The blog has been quiet.
I’ve written few words.
Instead, I’ve used a brush (and other odd tools).
Flora Bowley and Whitney Freya have been my inspiration. “Just go to the canvas and paint whatever comes up.”
But what if nothing is coming up? This is the problem I had with writing. Now it was happening with painting.
I went to the canvas anyway and started with a colour I liked, just putting the brush to paint to canvas.
Sometimes I inspired myself — colours and brushstrokes coalesced and magic happened. The only way I could replicate this was by not thinking. Just feeling.
What did colour did I feel like using next?
What shape did I feel like making?
What tool felt right to use?
Did I feel I need to wait and let things settle and dry, or continue on?
After doing this for a few months, I wanted to expand a bit and do something different on the canvas. I wanted to poke or explore other corners of my mind. Maybe even develop some technique. (Gasp!)
I ordered a couple of Flora’s books and roamed Pinterest for inspiration. I even did a couple of free Bold School videos.
Then, when I tried to achieve something on canvas I saw elsewhere, of course it never turned out the way I wanted it to.
My expectations were dashed, my inspiration shrivelled.
Nothing was coming up inside me and I couldn’t achieve what was outside of me.
Prior to following the The Bold School videos, I’d never painted a face. After following the videos, I was amazed the faces looked human.
Why did this work and other things not?
I trusted that by following the video and Charla’s expert hand, everything I was doing on the canvas would work out eventually. I had released my expectations.
Lo and behold, it worked.
So what was happening when I tried to emulate other artists? Expectations set in. I heard my inside voice saying, “No, that’s not what she’s doing there. I need to do this instead.”
I was saying, “no”.
I was making a judgement.
With the Bold School videos, I was trusting, reserving judgement. I was going along for the ride. I was saying, “yes”.

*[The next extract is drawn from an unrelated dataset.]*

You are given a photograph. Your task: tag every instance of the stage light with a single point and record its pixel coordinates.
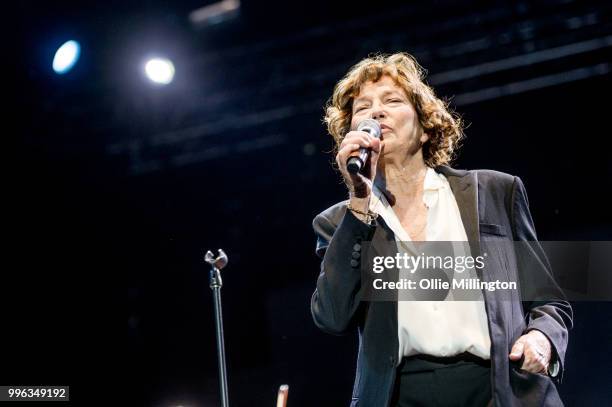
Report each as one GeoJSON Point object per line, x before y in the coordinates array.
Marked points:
{"type": "Point", "coordinates": [66, 56]}
{"type": "Point", "coordinates": [160, 70]}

And this is exactly what was happening with the paintings I had done that ‘worked’. I had put my brain on hold and just listened to what I felt. I stopped thinking and just played.
When I took a breather yesterday and just sat and looked at the trees, I discovered this also applied to my life. I am an expert at saying “no”.
“No, I shouldn’t do that.”
“No, I shouldn’t buy that.”
“No, I shouldn’t eat that.”
When did I say “yes”? Not often.
I had put so many restrictions on my life that there wasn’t a whole lot I felt I could do. Had this impacted my writing? Maybe. Was this impacting my painting? I decided to find out.
The desire to paint certain shapes, use certain colours was haunting me. But, I thought, no, Flora does this, Whitney does that. So I was saying ‘no’ to what I wanted to do.
Who cares what I paint? I’m painting for me. I’ll paint what I want.
So I started to say “yes”.
And suddenly I saw things begin to change.
The results I started to see were approaching what I wanted, only they were with my style, my voice.
I can now see that saying ‘no’ likely had an impact on my writing. I was saying ‘no’ to plot lines or events that didn’t seem to fit an overall plan in my head. I was forcing character arcs into my own vision. Of course, this overall plan or vision was based on the traditional view of a novel-based story. I wasn’t listening to what my characters wanted to do, what the story wanted to do, and what felt good.
I was thinking way too much.
I needed to just go along for the ride. But most of all, I needed to write what felt right. Who cares if it’s fit for an audience, if it does or doesn’t sell? The reason I started writing (and painting) was for me and me alone. And that’s when writing and painting felt good.
Will I ever get back to creative writing? I honestly don’t know.
I do know that painting is helping me reclaim my sense of self. If that leads to creative writing, all the better. If it doesn’t, then I’m learning to enjoy the ride, right here, right now.